Neither condition is met here, of course. However, there is something to be said for how these lines aren’t as clear-cut with the presence of middleman platforms like Zomato and Dine-Out, both of which are used heavily by the Claimant to set up not just jurisdiction but also a putative case for consumer confusion.
There are two things to say at this point.
First, it is fast becoming inarguable that Delhi judges have, of late, developed a tendency to apply two standards of scrutiny while evaluating jurisdiction claims — one for cases where Defendants are set ex parte, and another for where Defendants contest jurisdiction.
One example with suffice to illustrate the point. Ms Justice Gupta herself, not four months ago, found for the Claimant in Icon Health & Fitness (which I wrote about in a previous story here) in another remote location jurisdiction case. The finding sprung almost entirely from WWE, a decision that she has now demonstrated little hesitation in departing from.
The only obvious difference? The claim in Icon Health & Fitness was ex parte, with no obvious recrimination in the event of a pro-Claimant finding. The Claimant’s case in Impresario, on the other hand, was thoroughly contested by the Defendant, and has prompted a detailed 21-page decision that was held under advisement for nearly two months. There’s a genuine gap in rigour here, and it’s a troubling one.

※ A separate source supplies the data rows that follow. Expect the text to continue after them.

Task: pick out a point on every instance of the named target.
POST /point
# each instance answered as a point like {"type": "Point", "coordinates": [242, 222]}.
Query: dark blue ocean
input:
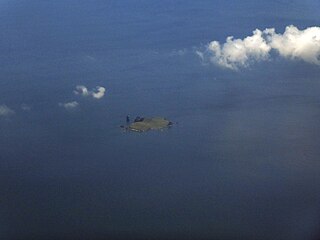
{"type": "Point", "coordinates": [241, 162]}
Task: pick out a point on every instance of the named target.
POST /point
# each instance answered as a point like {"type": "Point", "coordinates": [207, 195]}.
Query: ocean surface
{"type": "Point", "coordinates": [241, 162]}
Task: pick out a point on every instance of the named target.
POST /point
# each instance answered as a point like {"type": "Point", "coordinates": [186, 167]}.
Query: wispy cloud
{"type": "Point", "coordinates": [5, 111]}
{"type": "Point", "coordinates": [96, 93]}
{"type": "Point", "coordinates": [69, 105]}
{"type": "Point", "coordinates": [292, 44]}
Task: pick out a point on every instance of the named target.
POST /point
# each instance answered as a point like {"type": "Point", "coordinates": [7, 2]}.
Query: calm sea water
{"type": "Point", "coordinates": [242, 162]}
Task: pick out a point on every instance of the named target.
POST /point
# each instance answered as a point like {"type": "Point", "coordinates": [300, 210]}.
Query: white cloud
{"type": "Point", "coordinates": [297, 44]}
{"type": "Point", "coordinates": [5, 111]}
{"type": "Point", "coordinates": [69, 105]}
{"type": "Point", "coordinates": [292, 44]}
{"type": "Point", "coordinates": [97, 92]}
{"type": "Point", "coordinates": [25, 107]}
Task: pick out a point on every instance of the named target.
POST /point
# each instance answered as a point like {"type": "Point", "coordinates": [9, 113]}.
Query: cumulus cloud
{"type": "Point", "coordinates": [96, 93]}
{"type": "Point", "coordinates": [69, 105]}
{"type": "Point", "coordinates": [292, 44]}
{"type": "Point", "coordinates": [5, 111]}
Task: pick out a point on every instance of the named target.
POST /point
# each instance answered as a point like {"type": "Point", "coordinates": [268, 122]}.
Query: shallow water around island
{"type": "Point", "coordinates": [241, 162]}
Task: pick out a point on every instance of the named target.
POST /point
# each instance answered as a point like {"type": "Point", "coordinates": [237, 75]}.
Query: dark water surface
{"type": "Point", "coordinates": [242, 162]}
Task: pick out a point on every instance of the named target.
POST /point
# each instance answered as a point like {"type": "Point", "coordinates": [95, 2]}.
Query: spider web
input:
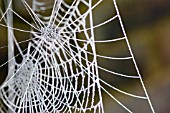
{"type": "Point", "coordinates": [59, 71]}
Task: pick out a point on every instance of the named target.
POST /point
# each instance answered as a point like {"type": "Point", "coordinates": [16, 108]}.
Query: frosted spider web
{"type": "Point", "coordinates": [59, 71]}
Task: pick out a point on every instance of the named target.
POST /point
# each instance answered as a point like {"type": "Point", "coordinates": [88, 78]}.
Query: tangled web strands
{"type": "Point", "coordinates": [59, 70]}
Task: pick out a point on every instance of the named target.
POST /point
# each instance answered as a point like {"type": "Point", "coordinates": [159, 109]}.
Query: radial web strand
{"type": "Point", "coordinates": [56, 66]}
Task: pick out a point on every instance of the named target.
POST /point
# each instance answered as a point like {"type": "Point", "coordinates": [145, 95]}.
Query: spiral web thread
{"type": "Point", "coordinates": [59, 70]}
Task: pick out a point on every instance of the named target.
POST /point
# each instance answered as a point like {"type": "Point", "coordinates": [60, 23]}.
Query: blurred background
{"type": "Point", "coordinates": [147, 25]}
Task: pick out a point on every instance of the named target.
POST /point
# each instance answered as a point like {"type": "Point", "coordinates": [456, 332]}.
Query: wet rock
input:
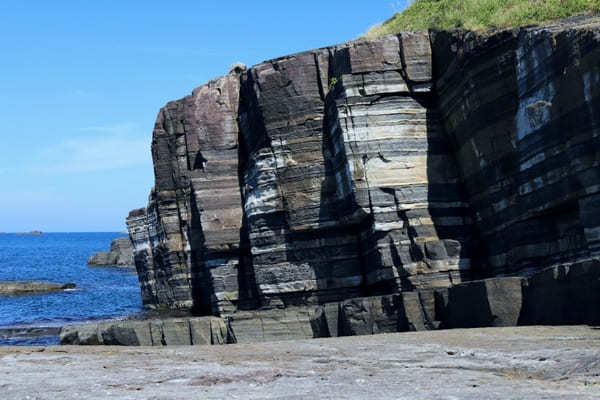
{"type": "Point", "coordinates": [167, 332]}
{"type": "Point", "coordinates": [22, 288]}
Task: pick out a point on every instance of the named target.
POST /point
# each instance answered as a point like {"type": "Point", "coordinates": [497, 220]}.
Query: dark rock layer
{"type": "Point", "coordinates": [396, 169]}
{"type": "Point", "coordinates": [121, 254]}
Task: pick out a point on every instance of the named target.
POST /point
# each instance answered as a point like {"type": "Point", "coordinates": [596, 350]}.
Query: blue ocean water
{"type": "Point", "coordinates": [101, 293]}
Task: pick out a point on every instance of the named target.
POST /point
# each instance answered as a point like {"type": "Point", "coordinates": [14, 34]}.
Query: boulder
{"type": "Point", "coordinates": [22, 288]}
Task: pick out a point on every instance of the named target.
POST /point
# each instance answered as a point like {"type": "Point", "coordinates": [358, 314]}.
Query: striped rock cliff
{"type": "Point", "coordinates": [407, 164]}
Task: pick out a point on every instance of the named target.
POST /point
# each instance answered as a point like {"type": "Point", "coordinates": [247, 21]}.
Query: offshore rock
{"type": "Point", "coordinates": [121, 254]}
{"type": "Point", "coordinates": [410, 182]}
{"type": "Point", "coordinates": [18, 288]}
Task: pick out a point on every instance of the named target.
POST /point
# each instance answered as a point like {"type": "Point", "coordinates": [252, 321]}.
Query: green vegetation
{"type": "Point", "coordinates": [479, 14]}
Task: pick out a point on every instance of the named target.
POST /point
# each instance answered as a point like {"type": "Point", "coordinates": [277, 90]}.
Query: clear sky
{"type": "Point", "coordinates": [81, 83]}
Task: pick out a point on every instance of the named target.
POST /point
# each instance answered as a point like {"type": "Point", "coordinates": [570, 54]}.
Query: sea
{"type": "Point", "coordinates": [102, 293]}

Second, and I cannot emphasize this enough, WWE and Ultra Home Construction are having us judge jurisdiction claims from an extremely convoluted baseline. On the face of it, Impresario is little more than a straightforward application of the Banyan Tree tests. (Indeed, Ms Justice Gupta admits as much at the conclusion of this decision. “Facts pleaded in the [claim],” she states tersely, “do not pass the tests laid down by the [appeals] Court in Banyan Tree.”)
However, judges are now, by sheer weight of precedent, compelled to consider two possibilities that did not complicate such an inquiry even four years ago.
The first — Ultra Home Construction — asks Courts to consider a jurisdiction permutation that is not authorised by statute. The second — WWE — effectively asks Courts, as a matter of routine, to consider whether jurisdiction is possible at a place neither the Claimant nor the Defendant principally operate out of, simply because the internet exists.
Credit then, to Ms Justice Gupta, for wading through these possibilities and arriving at a well-justified conclusion. However, I cannot shake the feeling that it may well be a conclusion that shuts the door to one unfavourable outcome only to open the door to several others.